Let’s start with first principles, regarding videoconferencing.

  • Before you schedule a webinar or videoconference, be 100% certain you have something important and interesting to share or say. If you don’t have an agenda, a moderator, or a topic, you should bail. Now.
  • You should NEVER participate in a video call without headphones. Ever.  Echo cancellation has gotten tons better over the years, but is still imperfect. Please. Think of the children. Wear headphones.
  • You should try your utmost to connect via a wired, rather than a wireless, internet connection. Why? Because if I’m fixated on your pixelated and broken signal trying to come across whatever bogus hotspot you’re leaching down at your favorite watering hole, I’m NOT concentrating on the content of the conversation. Iffy wifi / bandwidth is the death of most video calls. Get a wire.
  • Buy a good microphone. The difference between good sound and great sound is the difference between lightning and lightning bug (with apologies to Mark Twain). Do it.
  • Use the best camera you can afford. Built in cameras, even for Macs, are OK in a pinch… but if you can splurge for a really good camera, it’ll change your videoconferencing life. And while I’m talking cameras, if you DO use your built in laptop’s camera, at least raise the camera to be at your eye level. Looking up your nose for an hour is not where it’s at. At. All. Take the time to frame your video. For the love of Pete.
  • Have good lighting. You’re going to the trouble to do a video call. What good is a video call, if no one can see you? Corollary: DON’T sit with a huge window at your back – silhouettes really aren’t that interesting…  unless you’re going for some “All the President’s Men” effect. Then, by all means. Otherwise – no. No. No.
  • Avoid dead air. Dead air is death to an otherwise interesting video call. In a hangout, sometimes it’s unavoidable. In a presentation? Inexcusable. The best way to solve this is to have a designated meeting convener who acts as the moderator for EVERY video call. Every. One. Always.

A few final notes: at our school, we record about 1TB plus worth of video in our media center each year. We see a lot of video. Some good. Some double-plus ungood. The common theme of bad video? It’s unwatchable. Bad lighting. Terrible framing. Horrible sound. Bad content. The same is true of unbearable teleconferencing: bad content, horrible framing, terrible video quality, spotty sound.
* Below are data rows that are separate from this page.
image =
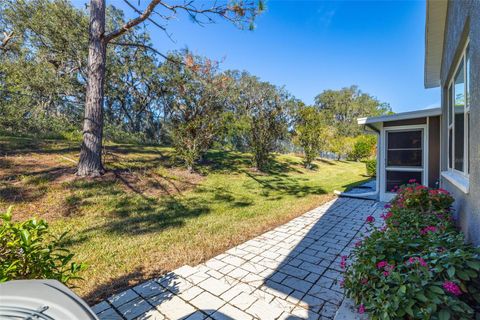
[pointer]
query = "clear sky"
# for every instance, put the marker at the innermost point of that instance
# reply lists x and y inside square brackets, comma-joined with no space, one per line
[311,46]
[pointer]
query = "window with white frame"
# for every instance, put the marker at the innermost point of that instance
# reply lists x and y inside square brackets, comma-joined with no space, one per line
[459,116]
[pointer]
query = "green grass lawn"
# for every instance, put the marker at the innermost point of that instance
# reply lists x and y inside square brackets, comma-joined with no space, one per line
[148,215]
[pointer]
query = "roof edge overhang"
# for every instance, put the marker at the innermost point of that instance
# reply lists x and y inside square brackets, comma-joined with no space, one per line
[401,116]
[434,37]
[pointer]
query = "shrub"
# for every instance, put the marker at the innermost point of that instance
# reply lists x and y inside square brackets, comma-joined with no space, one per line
[28,250]
[416,266]
[371,167]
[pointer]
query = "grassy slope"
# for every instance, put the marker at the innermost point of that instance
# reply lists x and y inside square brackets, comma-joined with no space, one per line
[148,215]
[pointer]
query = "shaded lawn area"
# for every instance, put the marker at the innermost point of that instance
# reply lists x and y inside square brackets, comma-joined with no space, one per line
[148,215]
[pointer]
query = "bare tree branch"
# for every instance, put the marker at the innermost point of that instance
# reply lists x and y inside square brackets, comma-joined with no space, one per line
[140,45]
[6,39]
[132,23]
[234,14]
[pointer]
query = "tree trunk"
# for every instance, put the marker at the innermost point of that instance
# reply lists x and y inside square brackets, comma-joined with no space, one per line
[90,163]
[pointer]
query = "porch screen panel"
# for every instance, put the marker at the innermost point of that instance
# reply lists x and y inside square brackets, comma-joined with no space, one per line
[459,129]
[398,178]
[405,149]
[404,157]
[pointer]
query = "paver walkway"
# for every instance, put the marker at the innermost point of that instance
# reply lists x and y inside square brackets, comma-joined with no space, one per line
[290,272]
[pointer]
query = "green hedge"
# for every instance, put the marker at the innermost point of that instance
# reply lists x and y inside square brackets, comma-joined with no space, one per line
[28,250]
[415,266]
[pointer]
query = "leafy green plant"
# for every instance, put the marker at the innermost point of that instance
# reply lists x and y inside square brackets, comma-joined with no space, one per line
[371,167]
[28,250]
[416,266]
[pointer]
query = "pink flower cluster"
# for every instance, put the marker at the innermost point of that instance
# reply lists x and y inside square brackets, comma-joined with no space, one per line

In short, before you sit down to participate in a video call, ask yourself: would / could I watch this video call, again, without being bored to tears? Is what I’m presenting watchable, in the least?

By using the right tools, and finding a good internet connection in a quiet distraction-free spot, you’ll greatly improve your chances of having a truly positive video experience.

We don’t all have to be consummate media professionals in order to effectively communicate via video.

But neither do we have to phone it in (Really. I’m stopping now).